Quant à la présence devant le filet adverse, il y a déjà quelques matchs que les attaquants du Tricolore ont oublié que le mandat d’ennuyer le gardien adverse n’était pas exclusif à Brendan Gallagher.

«C’est l’une des principales raisons pour lesquelles nous n’avons marqué qu’un but. Nous avons rendu la vie du gardien beaucoup trop facile. Il a vu toutes les rondelles, a expliqué le capitaine Max Pacioretty, en confirmant que cet aspect fait défaut depuis déjà quelques matchs. En améliorant notre présence devant le filet, nous diminuerons son champ de vision et nous serons prêts à sauter sur des retours.»

La règle des deux heures

Cet entraînement inhabituel du dimanche n’avait pas que pour seul objectif celui d’apporter des correctifs. Il visait également à préparer l’équipe pour un rare match du lundi soir.

À ce propos, Gallagher a souligné qu’il préférait toujours regarder vers l’avant, que ce soit après une défaite ou une victoire.

«J’emploie la règle des deux heures, a-t-il indiqué. On a le droit de penser à la partie qui vient de se terminer pendant deux heures. Ensuite, il faut avancer. Dans un calendrier de 82 matchs, il faut rapidement passer au match suivant. »

Avant la visite de l’Avalanche, samedi, les Canucks de Vancouver, qui seront de passage au Centre Bell lundi soir, étaient la formation qui avait infligé au Tricolore sa plus sévère correction de la saison.

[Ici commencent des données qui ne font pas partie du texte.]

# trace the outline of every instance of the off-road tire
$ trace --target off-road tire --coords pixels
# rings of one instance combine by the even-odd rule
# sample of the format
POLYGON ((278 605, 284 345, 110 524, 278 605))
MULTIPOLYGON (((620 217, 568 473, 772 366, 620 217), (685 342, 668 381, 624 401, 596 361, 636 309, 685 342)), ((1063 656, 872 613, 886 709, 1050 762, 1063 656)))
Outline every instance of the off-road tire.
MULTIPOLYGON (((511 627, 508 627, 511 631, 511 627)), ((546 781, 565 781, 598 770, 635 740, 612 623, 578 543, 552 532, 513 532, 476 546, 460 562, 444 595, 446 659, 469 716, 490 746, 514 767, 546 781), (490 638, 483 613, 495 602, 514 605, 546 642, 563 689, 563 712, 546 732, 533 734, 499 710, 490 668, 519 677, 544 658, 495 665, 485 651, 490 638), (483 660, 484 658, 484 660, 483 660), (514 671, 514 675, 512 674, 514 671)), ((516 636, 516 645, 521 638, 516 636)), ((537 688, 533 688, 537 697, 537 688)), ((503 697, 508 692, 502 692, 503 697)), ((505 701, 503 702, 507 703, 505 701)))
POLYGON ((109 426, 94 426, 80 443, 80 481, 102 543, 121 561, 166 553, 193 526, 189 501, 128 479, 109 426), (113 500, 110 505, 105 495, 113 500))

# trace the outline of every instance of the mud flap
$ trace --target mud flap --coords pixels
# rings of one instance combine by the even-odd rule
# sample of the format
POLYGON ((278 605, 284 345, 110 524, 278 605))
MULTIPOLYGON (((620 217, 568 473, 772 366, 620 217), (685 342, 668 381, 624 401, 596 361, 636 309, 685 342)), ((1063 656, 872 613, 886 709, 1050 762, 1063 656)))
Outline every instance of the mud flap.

Cette dégelée de 5-1 étant survenue il y a à peine deux semaines, elle est encore fraîche à la mémoire des joueurs du Tricolore.

«C’est une équipe rapide et intense. Le type de formation qui fait payer le moindre relâchement», a décrit Pacioretty.

Creux de vague

La troupe de Willie Desjardins se retrouve dans une situation pratiquement identique à celle dans laquelle elle se trouvait lors du passage du Canadien en Colombie-Britannique à la fin octobre.

Occupant le huitième rang de l’Association de l’Ouest, les Canucks n’ont remporté qu’un seul de leurs six derniers matchs.

D’ailleurs, ils éprouvent énormément de difficulté dans les rencontres serrées comme en fait foi leur dossier de 2-5-5 lors des duels dont l’issue est déterminée par un seul but.

«Ils se trouvent présentement au coeur d’un long périple sur les patinoires adverses (il s’agira du sixième affrontement d’un voyage de sept), ce sera à nous d’en profiter, d’exécuter notre plan, d’augmenter notre niveau d’effort et de combativité», a énuméré Gallagher.

Price sur la glace

Pour une deuxième journée consécutive, Carey Price a foulé la patinoire du complexe sportif de Brossard après ses coéquipiers.

Accompagné de Stépane Waite et de Vincent Roof-Racine, thérapeute adjoint de l’équipe, il a de nouveau tenté quelques déplacements latéraux. Cette fois, il était vêtu de tout son équipement.

Étant donné que l’entraîneur du Tricolore ne s’est pas adressé aux médias au terme de cet entraînement, il a été impossible de connaître l’évolution de l’état de santé de son gardien.